The fashion designer, who is serving time for his role in the college admissions scandal, is set to be released April 17.
Image: Mossimo Giannulli
Mossimo Giannulli leaves the John Joseph Moakley United States Courthouse in Boston on April 3, 2019.Pat Greenhouse / Boston Globe via Getty Images file

A federal judge on Tuesday refused early release for Mossimo Giannulli, husband and co-defendant of actress Lori Loughlin, who is serving time for his role in a massive college admission scandal.

The Los Angeles fashion designer failed to make an "extraordinary and compelling" argument that he should serve the remainder of his five-month sentence at home, U.S. District Court Judge Nathaniel Gorton ruled.

Giannulli argued that his current stint at Federal Correctional Institution, Lompoc is particularly harsh due to coronavirus protocols. He claimed that 56 days spent in isolation "placed a significant toll on his mental, physical and emotional well-being," court records showed.

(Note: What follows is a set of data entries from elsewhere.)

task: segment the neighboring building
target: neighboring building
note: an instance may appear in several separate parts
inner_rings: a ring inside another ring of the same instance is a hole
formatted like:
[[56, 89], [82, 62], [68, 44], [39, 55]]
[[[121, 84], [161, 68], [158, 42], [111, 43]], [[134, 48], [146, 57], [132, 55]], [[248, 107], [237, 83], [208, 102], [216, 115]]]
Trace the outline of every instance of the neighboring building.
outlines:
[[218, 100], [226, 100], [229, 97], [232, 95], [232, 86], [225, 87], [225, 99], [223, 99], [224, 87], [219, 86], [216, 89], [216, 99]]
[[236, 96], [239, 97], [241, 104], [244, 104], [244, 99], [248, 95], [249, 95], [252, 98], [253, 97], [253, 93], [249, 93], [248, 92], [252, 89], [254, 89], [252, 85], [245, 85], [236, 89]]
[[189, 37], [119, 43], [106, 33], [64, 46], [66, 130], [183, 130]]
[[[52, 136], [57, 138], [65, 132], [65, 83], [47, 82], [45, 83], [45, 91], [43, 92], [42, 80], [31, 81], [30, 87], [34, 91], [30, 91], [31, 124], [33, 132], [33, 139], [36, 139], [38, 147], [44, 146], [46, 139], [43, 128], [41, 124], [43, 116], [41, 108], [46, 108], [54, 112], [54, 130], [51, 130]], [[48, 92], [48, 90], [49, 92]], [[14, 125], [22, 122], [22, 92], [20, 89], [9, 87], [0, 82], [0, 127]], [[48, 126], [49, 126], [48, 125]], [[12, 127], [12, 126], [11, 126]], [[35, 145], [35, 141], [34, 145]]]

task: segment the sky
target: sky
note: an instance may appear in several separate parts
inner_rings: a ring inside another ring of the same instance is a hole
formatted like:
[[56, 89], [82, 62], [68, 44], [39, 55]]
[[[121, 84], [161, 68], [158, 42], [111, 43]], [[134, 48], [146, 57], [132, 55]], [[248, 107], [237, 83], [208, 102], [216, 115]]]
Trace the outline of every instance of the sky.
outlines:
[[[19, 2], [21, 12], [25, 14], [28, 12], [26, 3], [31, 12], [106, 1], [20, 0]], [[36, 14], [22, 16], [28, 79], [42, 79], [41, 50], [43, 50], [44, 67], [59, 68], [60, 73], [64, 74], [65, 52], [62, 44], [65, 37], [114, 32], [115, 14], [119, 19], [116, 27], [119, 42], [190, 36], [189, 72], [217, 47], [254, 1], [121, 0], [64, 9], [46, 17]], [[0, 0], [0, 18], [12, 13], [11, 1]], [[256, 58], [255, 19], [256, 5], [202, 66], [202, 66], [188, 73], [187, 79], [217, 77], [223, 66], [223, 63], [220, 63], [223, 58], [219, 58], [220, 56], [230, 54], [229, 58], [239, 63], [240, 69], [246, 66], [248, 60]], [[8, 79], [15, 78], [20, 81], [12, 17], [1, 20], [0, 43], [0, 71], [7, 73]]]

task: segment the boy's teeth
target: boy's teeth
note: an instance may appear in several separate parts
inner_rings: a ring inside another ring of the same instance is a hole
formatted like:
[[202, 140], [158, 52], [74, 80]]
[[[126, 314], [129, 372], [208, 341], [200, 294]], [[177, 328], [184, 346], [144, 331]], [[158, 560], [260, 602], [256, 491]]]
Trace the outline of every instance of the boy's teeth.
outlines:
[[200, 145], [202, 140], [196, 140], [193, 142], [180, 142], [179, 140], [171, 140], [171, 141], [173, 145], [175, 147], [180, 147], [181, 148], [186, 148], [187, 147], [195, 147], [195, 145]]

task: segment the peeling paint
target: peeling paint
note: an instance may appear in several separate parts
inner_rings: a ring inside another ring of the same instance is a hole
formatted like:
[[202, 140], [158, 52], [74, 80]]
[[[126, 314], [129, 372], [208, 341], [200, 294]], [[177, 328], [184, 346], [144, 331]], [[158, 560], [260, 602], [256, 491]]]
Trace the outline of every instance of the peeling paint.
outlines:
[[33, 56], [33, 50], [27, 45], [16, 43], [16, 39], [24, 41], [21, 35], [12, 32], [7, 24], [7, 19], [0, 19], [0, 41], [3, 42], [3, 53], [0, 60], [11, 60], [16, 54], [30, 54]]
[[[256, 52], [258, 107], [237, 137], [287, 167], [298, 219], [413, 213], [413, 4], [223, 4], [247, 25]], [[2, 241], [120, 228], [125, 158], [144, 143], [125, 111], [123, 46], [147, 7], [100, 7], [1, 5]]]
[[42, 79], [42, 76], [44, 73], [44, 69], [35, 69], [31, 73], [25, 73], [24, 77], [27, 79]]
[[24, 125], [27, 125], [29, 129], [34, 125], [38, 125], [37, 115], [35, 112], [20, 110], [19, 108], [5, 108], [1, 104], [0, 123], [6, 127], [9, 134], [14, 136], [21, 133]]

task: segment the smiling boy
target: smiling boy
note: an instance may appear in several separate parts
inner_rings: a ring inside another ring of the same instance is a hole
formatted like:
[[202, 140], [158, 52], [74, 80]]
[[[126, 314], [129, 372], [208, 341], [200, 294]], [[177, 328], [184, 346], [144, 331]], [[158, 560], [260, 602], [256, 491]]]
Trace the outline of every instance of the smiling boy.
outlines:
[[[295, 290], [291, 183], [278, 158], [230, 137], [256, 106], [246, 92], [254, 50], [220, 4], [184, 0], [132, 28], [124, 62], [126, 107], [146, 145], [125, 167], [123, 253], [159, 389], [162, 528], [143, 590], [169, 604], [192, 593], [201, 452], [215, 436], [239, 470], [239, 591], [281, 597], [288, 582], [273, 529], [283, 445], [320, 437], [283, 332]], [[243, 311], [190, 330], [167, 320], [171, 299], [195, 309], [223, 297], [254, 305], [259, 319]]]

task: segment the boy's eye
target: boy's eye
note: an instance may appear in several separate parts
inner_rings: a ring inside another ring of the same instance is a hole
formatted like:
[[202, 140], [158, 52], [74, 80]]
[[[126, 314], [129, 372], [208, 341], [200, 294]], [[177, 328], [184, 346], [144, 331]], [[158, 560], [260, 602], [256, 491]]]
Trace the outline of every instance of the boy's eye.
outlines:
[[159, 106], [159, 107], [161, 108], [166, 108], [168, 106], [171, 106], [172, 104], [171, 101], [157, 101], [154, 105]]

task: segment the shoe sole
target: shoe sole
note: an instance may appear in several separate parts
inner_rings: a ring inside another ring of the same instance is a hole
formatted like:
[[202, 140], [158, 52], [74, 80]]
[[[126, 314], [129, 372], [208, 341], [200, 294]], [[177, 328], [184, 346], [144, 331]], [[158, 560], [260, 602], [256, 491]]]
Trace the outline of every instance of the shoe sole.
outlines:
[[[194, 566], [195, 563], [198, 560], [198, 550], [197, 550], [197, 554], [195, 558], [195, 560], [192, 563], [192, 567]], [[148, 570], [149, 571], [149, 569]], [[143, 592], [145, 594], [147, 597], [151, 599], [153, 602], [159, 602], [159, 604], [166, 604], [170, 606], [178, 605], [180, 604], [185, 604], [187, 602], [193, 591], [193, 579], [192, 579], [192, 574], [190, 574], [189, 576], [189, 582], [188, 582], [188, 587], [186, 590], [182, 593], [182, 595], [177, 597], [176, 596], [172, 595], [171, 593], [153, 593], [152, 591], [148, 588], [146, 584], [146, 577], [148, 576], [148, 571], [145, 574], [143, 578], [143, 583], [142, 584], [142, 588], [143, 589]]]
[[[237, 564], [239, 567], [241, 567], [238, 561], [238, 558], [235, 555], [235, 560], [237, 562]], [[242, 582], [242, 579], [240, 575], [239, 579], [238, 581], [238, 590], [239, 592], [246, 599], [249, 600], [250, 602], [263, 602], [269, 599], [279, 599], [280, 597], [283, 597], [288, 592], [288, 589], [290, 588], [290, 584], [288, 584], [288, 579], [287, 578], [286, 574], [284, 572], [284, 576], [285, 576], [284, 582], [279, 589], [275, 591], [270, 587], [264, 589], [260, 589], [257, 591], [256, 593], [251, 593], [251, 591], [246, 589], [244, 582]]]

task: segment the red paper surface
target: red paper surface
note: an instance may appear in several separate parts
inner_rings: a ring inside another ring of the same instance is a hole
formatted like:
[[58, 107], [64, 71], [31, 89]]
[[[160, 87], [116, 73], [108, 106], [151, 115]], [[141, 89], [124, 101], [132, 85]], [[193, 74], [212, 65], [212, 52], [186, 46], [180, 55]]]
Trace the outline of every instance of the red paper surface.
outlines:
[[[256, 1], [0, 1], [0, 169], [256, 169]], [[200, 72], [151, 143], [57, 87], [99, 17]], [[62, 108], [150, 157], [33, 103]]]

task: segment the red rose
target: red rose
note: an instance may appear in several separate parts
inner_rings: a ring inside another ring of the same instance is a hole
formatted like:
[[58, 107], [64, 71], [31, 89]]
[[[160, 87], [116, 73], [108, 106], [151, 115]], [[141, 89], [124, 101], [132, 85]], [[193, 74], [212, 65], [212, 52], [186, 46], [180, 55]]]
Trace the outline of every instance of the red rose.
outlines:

"Although the court is cognizant of the onerous conditions imposed on defendant as a result of the (Bureau of Prisons') emergency Covid-19 response, he has not established that those conditions alone demonstrate an 'extraordinary and compelling' reason for his release," Gorton ruled.

Giannulli had cited the early release of fellow "Operation Varsity Blues" defendant Toby MacFarlane, as evidence that he should be given the same treatment.

"At the time of MacFarlane's compassionate release in April, 2020, moreover, there was significant uncertainty about the virus and how to control it," the Boston-based Gorton said.

"At this juncture, on the other hand, there has been substantial improvement in the treatment of the disease (and) the BOP itself has become much more proficient in controlling its spread and vaccines will soon alleviate remaining concerns."

Giannulli is set to be released on April 17. Loughlin finished her two-month sentence last month.

The couple was convicted of crimes connected to a scheme that falsely passed off their daughters as elite crew team members, worthy of special admission to the University of Southern California.

The couple's lawyer could not be immediately reached for comment on Wednesday.